SELECT cLastName AS "Last Name", cFirstName AS "First Name",
cPhone as "Phone", 'Customer' AS "Company"
FROM customers
UNION
SELECT repLName, repFName, repPhone, sCompanyName
FROM suppliers
ORDER BY "Last Name";
Bradley | Jerry | 888-736-8000 | Industrial Tool Supply |
Dick | Wayne | 562-777-3030 | Customer |
Jewett | Tom | 714-555-1212 | Customer |
Monge | Alvaro | 562-333-4141 | Customer |
O'Brien | Tom | 949-567-2312 | Bosch Machine Tools |
Minus
Sometimes you have to think about both what you do want and what you don’t want in the results of a query. If there is a WHERE clause predicate that completely partitions all rows of interest (the result set) into those you want and those you don’t want, then you have a simple query with a test for inequality.
SELECT prodName, sCompanyName
FROM Products NATURAL JOIN Suppliers
WHERE sCompanyName <> 'Industrial Tool Supply';
1. A customer made purchases in 2002 (only).
2. A customer made purchases in other years, but not in 2002.
3. A customer made purchases both in other years and in 2002.
4. A customer made no purchases in any year.
SELECT DISTINCT cLastName, cFirstName, cStreet, cZipCode
FROM Customers NATURAL JOIN Orders
WHERE TO_CHAR(orderDate, 'YYYY') <> '2002';
you will correctly exclude group 1 and include group 2, but falsely include group 3 and falsely exclude group 4. Please take time to re-read this statement and convince yourself why it is true!

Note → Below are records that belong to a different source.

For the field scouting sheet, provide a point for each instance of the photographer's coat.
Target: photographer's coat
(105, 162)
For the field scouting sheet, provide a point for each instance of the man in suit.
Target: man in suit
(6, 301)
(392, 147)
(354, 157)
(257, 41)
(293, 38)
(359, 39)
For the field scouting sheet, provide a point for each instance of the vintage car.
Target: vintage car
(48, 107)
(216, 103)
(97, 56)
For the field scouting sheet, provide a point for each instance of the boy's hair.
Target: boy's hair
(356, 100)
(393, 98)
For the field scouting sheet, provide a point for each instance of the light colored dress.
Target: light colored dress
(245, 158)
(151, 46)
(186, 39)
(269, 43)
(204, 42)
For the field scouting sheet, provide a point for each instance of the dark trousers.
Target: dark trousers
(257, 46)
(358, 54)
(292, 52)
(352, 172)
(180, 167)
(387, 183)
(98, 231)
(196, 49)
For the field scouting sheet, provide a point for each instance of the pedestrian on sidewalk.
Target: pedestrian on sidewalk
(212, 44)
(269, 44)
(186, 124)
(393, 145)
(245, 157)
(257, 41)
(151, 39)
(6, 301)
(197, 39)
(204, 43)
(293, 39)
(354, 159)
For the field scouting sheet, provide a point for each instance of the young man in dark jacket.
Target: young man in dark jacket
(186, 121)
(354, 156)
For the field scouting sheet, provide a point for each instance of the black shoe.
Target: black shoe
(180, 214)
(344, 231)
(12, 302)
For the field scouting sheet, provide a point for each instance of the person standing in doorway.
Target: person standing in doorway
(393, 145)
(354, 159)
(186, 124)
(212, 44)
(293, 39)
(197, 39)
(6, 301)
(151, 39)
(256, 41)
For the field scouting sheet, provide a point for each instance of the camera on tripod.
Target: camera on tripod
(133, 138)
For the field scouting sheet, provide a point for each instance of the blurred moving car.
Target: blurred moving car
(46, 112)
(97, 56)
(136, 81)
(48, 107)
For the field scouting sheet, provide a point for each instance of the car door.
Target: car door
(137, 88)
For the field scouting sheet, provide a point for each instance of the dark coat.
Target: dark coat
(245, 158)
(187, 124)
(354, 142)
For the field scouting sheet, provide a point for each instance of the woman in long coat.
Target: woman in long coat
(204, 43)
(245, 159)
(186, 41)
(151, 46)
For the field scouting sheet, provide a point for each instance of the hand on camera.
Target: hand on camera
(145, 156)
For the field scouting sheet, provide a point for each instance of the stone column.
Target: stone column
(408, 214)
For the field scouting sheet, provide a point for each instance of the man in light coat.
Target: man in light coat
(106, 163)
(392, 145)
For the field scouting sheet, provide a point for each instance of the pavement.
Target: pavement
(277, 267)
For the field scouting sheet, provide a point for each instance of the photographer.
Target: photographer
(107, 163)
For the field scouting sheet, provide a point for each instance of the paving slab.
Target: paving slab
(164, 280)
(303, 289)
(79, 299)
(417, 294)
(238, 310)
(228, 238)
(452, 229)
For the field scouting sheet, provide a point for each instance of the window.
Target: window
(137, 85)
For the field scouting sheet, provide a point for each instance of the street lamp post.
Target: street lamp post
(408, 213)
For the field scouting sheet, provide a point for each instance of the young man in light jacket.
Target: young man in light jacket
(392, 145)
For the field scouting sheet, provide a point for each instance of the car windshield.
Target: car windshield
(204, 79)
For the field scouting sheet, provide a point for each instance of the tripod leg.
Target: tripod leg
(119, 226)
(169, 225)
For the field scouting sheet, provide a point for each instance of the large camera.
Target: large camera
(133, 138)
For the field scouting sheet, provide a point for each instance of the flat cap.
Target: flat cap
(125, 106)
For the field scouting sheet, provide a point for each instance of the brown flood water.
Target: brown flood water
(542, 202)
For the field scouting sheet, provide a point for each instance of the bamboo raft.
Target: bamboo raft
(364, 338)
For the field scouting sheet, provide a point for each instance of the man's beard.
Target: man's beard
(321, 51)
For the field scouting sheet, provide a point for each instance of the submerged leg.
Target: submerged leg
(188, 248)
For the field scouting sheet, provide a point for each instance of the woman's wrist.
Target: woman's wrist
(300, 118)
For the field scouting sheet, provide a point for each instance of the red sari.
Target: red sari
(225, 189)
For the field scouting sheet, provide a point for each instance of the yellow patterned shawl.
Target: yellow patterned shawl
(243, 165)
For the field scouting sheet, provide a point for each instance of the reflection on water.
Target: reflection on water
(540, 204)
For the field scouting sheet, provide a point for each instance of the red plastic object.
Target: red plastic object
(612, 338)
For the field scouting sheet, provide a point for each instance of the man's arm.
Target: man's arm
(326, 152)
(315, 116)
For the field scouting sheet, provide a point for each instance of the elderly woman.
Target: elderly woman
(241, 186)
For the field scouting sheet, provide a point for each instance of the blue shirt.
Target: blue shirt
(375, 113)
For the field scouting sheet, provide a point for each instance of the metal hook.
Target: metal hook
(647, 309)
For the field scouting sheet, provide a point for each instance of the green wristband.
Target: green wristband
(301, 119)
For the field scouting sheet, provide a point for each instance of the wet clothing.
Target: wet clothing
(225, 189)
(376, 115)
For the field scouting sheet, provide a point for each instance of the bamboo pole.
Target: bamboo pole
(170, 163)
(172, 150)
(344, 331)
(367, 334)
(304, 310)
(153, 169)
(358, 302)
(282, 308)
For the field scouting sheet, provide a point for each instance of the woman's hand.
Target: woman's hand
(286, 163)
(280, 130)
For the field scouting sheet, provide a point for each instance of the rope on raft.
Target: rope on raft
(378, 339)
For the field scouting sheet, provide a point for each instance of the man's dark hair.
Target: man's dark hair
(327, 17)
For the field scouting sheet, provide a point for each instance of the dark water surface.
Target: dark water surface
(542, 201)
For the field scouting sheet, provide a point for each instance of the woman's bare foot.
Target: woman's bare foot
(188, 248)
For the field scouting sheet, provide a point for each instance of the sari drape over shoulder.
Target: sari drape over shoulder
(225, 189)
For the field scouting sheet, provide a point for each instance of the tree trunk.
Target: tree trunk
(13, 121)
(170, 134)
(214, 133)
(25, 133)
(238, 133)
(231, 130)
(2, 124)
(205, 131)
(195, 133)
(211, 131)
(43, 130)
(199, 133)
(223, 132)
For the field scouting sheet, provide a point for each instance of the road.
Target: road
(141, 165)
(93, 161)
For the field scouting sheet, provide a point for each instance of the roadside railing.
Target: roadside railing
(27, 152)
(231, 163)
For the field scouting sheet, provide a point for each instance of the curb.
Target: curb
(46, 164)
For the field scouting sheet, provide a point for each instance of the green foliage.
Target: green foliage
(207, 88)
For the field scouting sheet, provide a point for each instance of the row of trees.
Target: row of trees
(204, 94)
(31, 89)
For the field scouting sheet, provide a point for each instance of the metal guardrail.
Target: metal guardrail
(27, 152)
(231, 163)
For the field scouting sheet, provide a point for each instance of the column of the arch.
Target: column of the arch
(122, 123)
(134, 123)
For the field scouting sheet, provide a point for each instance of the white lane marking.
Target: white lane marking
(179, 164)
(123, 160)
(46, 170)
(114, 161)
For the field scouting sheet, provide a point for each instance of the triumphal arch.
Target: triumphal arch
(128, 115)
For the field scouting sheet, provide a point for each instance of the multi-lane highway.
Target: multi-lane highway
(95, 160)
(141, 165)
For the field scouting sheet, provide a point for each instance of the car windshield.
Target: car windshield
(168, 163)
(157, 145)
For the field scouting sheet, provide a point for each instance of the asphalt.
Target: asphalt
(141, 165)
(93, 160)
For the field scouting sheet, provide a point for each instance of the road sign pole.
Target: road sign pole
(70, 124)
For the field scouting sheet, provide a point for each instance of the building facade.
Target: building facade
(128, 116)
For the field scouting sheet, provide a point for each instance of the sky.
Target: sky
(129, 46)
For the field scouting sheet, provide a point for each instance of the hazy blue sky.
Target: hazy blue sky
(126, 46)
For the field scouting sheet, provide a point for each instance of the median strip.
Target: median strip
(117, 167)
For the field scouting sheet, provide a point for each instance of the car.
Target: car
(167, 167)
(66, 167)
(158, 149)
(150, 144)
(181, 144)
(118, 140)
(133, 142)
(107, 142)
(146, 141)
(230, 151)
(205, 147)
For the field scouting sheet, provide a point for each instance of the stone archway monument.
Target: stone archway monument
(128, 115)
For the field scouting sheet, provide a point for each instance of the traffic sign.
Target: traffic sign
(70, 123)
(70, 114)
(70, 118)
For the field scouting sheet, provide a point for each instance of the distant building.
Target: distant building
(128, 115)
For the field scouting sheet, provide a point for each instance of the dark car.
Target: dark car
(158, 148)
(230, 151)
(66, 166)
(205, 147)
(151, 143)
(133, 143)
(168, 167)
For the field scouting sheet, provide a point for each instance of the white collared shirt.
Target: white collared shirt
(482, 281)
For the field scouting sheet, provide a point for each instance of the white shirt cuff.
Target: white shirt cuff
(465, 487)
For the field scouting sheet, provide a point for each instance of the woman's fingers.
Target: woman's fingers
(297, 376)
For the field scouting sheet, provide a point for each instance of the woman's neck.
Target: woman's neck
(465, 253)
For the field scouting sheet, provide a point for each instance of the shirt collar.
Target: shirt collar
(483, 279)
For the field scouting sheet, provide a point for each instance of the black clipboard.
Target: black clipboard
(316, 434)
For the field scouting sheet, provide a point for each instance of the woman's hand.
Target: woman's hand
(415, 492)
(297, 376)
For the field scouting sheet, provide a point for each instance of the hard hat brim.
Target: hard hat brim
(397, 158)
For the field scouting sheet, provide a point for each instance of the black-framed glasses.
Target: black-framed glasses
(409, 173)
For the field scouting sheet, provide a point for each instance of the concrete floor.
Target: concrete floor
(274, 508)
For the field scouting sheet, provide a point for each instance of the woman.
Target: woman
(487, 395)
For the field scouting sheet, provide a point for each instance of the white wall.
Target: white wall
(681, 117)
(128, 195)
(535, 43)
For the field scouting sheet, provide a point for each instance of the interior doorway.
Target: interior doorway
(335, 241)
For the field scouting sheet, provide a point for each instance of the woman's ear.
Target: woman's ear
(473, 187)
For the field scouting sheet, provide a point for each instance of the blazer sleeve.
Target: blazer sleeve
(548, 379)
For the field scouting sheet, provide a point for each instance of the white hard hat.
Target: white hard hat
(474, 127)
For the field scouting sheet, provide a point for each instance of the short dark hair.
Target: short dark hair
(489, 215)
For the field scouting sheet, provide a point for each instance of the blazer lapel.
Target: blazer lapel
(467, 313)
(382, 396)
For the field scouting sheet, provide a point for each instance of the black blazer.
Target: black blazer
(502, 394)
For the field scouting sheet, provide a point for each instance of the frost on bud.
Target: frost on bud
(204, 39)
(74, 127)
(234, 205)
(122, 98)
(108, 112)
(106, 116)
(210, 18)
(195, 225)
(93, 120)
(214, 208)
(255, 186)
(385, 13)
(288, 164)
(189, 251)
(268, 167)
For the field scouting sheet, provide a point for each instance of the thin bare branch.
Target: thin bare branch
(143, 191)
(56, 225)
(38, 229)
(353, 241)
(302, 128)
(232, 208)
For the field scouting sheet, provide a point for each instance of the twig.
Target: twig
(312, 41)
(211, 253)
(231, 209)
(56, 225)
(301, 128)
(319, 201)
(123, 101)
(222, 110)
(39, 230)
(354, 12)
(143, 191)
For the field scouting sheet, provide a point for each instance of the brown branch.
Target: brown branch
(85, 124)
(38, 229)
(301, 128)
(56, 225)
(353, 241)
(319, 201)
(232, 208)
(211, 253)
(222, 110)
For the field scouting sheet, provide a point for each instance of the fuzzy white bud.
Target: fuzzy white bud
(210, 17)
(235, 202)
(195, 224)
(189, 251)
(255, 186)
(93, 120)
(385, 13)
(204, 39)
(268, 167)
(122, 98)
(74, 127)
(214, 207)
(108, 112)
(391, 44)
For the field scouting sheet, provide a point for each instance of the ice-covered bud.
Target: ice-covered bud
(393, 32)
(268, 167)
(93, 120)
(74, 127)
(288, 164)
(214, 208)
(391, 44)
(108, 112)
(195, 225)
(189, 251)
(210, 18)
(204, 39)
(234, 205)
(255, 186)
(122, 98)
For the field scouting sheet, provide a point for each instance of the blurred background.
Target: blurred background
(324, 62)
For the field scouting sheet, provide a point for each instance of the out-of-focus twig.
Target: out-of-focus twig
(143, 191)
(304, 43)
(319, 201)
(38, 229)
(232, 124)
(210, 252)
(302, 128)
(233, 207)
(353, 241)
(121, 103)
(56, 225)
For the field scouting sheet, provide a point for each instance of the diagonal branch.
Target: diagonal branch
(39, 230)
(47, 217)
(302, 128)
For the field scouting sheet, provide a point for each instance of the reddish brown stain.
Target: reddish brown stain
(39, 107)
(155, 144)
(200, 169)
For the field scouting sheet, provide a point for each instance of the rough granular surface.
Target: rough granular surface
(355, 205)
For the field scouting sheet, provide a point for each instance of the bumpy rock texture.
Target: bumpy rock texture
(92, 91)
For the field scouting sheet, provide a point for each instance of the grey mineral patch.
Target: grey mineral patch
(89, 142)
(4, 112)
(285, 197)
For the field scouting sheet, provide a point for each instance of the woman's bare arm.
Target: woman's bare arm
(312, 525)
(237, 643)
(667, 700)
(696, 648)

{customers who did not make purchases in 2002} = {all customers} − {those who did}
There are two ways to write this in SQL.
SELECT cLastName, cFirstName, cStreet, cZipCode
FROM Customers
WHERE custID NOT IN
(SELECT custID
FROM Orders
WHERE TO_CHAR(orderDate, 'YYYY') = '2002');
SELECT cLastName, cFirstName, cStreet, cZipCode
FROM Customers
MINUS
SELECT cLastName, cFirstName, cStreet, cZipCode
FROM Customers NATURAL JOIN Orders
WHERE TO_CHAR(orderDate, 'YYYY') = '2002';
Other set operations
SQL has two additional set operators. UNION ALL works like UNION, except it keeps duplicate rows in the result. INTERSECT operates just like you would expect from set theory; again, the schemes of the two tables must match exactly.